Chairman Doughton of the House Ways and Means Committee had this to say as to the purpose of the statute (98 Cong.Record 5971):

20

'The 1950 amendments provided that those who served in the Armed Forces in World War II should get wage credits of $160 per month so that they would not be discriminated against in comparison with those who stayed home and worked in covered employment. It is apparent that those who have served in the present emergency, which in reality began before the shooting started in Korea, should receive similar treatment. Accordingly, the bill provides for similar wage credits from the end of World War II through 1953.'

21

Moncrief's active service had ended in 1949. He had entered civilian employment and had established two quarters of social security coverage. He was unable to establish additional coverage as a result of being called back to active service in 1951. If he had been a civilian thus called into service, he would admittedly have been entitled to the benefit of the statute. I do not think that the statute should be construed to deny the benefit to him because of his retirement for prior services which ended more than two years before he was recalled.

22

It should be noted that the Court of Claims holds that military service in excess of that counted towards retirement can be counted as the basis of benefits under the Civil Service Retirement Act, 5 U.S.C.A. § 691 et seq., notwithstanding a provision of that act that it shall not apply to an employee subject to another retirement system. Prentiss v. United States, 105 F.Supp. 989, 123 Ct.Cl. 225; Curzon v. United States, 120 F.Supp. 197, 128 Ct.Cl. 5; Bond v. United States, Ct.Cl., 135 F.Supp. 433. While the language of the two statutes is not the same, these decisions are of importance in that they hold, contrary to argument here advanced, that it was not intended that a service man be excluded from the benefit based upon military service provided by such statutes as the ones there and here involved, merely because he has received military retirement benefits based upon other periods of such service.

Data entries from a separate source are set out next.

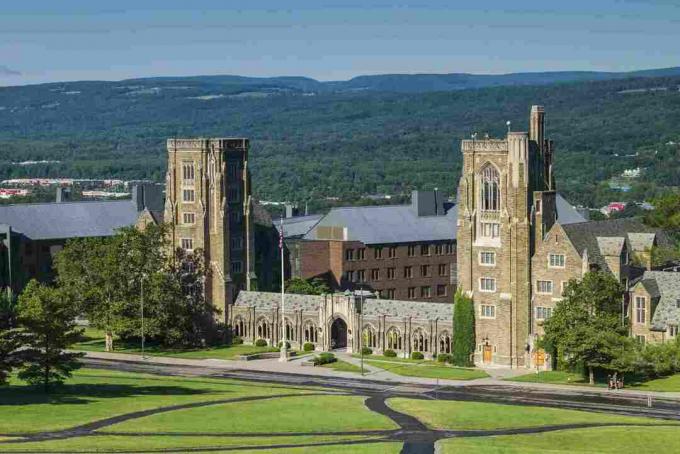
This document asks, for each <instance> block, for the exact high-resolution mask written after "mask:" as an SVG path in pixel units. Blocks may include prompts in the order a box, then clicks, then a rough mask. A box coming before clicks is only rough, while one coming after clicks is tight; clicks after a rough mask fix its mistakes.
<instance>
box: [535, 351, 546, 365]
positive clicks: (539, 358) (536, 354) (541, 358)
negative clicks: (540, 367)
mask: <svg viewBox="0 0 680 454" xmlns="http://www.w3.org/2000/svg"><path fill="white" fill-rule="evenodd" d="M544 365H545V350H543V349H542V348H539V349H538V350H536V351H535V352H534V366H536V367H543V366H544Z"/></svg>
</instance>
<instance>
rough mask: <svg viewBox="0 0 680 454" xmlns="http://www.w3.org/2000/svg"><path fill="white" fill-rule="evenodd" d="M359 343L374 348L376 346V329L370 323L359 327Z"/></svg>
mask: <svg viewBox="0 0 680 454" xmlns="http://www.w3.org/2000/svg"><path fill="white" fill-rule="evenodd" d="M361 345H362V346H363V347H368V348H376V347H377V346H378V330H376V329H375V327H374V326H373V325H372V324H370V323H366V324H364V327H363V328H362V329H361Z"/></svg>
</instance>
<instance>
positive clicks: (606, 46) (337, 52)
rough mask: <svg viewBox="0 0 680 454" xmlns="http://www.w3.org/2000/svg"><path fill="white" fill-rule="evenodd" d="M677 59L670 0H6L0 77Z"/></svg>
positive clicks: (98, 76) (32, 81)
mask: <svg viewBox="0 0 680 454" xmlns="http://www.w3.org/2000/svg"><path fill="white" fill-rule="evenodd" d="M669 66H680V0H666V1H662V0H659V1H632V0H618V1H615V0H591V1H582V0H569V1H547V0H546V1H540V2H539V1H521V0H517V1H495V0H494V1H491V0H489V1H485V0H476V1H459V0H448V1H417V2H416V1H406V0H404V1H401V2H400V1H399V0H393V1H374V0H364V1H354V0H346V1H340V0H337V1H326V0H312V1H307V0H299V1H293V0H287V1H286V0H279V1H275V0H249V1H238V2H235V1H229V0H222V1H210V0H193V1H186V0H184V1H179V0H162V1H146V0H137V1H129V0H112V1H100V0H59V1H54V0H43V1H38V0H17V1H14V0H12V1H6V2H4V1H3V2H2V4H1V5H0V85H15V84H26V83H37V82H49V81H64V80H90V79H98V80H102V79H105V80H118V79H123V78H131V77H147V76H160V75H165V76H167V75H197V74H239V75H249V76H275V75H300V76H309V77H314V78H317V79H320V80H339V79H348V78H351V77H353V76H356V75H362V74H382V73H418V72H428V73H431V72H436V73H450V72H470V73H482V74H497V73H507V72H519V71H553V70H604V71H626V70H634V69H644V68H657V67H669Z"/></svg>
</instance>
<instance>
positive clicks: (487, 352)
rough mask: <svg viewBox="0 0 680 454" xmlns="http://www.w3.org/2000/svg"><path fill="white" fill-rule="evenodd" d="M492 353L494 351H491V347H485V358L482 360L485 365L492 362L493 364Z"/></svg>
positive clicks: (484, 355)
mask: <svg viewBox="0 0 680 454" xmlns="http://www.w3.org/2000/svg"><path fill="white" fill-rule="evenodd" d="M491 352H492V350H491V345H485V346H484V355H483V357H482V360H483V361H484V362H485V363H490V362H491Z"/></svg>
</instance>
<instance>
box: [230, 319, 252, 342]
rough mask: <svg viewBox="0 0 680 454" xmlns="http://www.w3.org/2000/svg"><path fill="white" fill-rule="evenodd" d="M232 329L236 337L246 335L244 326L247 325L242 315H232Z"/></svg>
mask: <svg viewBox="0 0 680 454" xmlns="http://www.w3.org/2000/svg"><path fill="white" fill-rule="evenodd" d="M232 326H233V330H234V335H235V336H238V337H246V335H247V331H246V327H247V326H248V325H247V324H246V322H245V320H244V319H243V317H242V316H240V315H237V316H236V317H234V322H233V325H232Z"/></svg>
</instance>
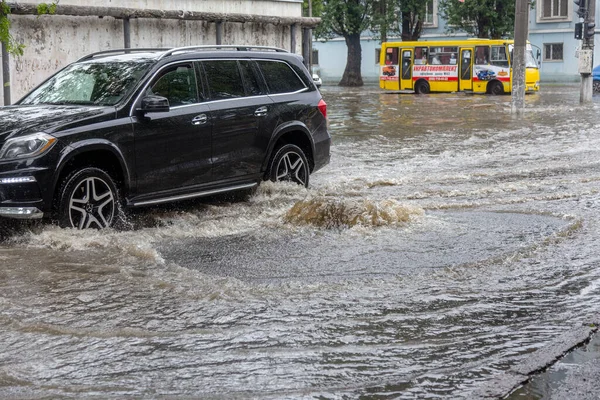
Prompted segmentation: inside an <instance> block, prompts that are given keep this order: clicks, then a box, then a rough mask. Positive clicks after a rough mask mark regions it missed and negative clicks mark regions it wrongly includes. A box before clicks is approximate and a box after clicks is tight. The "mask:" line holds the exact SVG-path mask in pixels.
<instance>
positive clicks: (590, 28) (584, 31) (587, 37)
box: [583, 23, 596, 39]
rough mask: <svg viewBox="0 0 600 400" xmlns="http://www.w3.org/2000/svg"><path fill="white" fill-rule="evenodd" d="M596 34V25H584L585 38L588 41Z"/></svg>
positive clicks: (593, 36)
mask: <svg viewBox="0 0 600 400" xmlns="http://www.w3.org/2000/svg"><path fill="white" fill-rule="evenodd" d="M594 33H596V24H592V23H585V24H583V37H584V38H586V39H589V38H592V37H594Z"/></svg>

1 'For purposes of determining entitlement to and the amount of any monthly benefit or lump-sum death payment payable under this subchapter on the basis of the wages and self-employment income of any veteran (as defined in paragraph (4) of this subsection), such veteran shall be deemed to have been paid wages (in addition to the wages, if any, actually paid to him) of $160 in each month during any part of which he served in the active military or naval service of the United States on or after July 25, 1947, and prior to January 1, 1954. This subsection shall not be applicable in the case of any monthly benefit or lump-sum death payment if--

'(A) * * *

'(B) a benefit (other than a benefit payable in a lump sum unless it is a commutation of, or a substitute for, periodic payments) which is based, in whole or in part, upon the active military or naval service of such veteran on or after July 25, 1947, and prior to January 1, 1954, is determined by any agency or wholly owned instrumentality of the United States (other than the Veterans' Administration) to be payable by it under any other law of the United States or under a system established by such agency or instrumentality.'

2 This decision was consistent with long established administrative procedure and in accord with the applicable regulations which provide that the wages of $160 per month shall not be credited to the account of the veteran 'if any part of the active service during the period referred to * * * has been credited toward another Federal benefit.' 20 C.F.R. 1949 Ed.S. 404, 1351.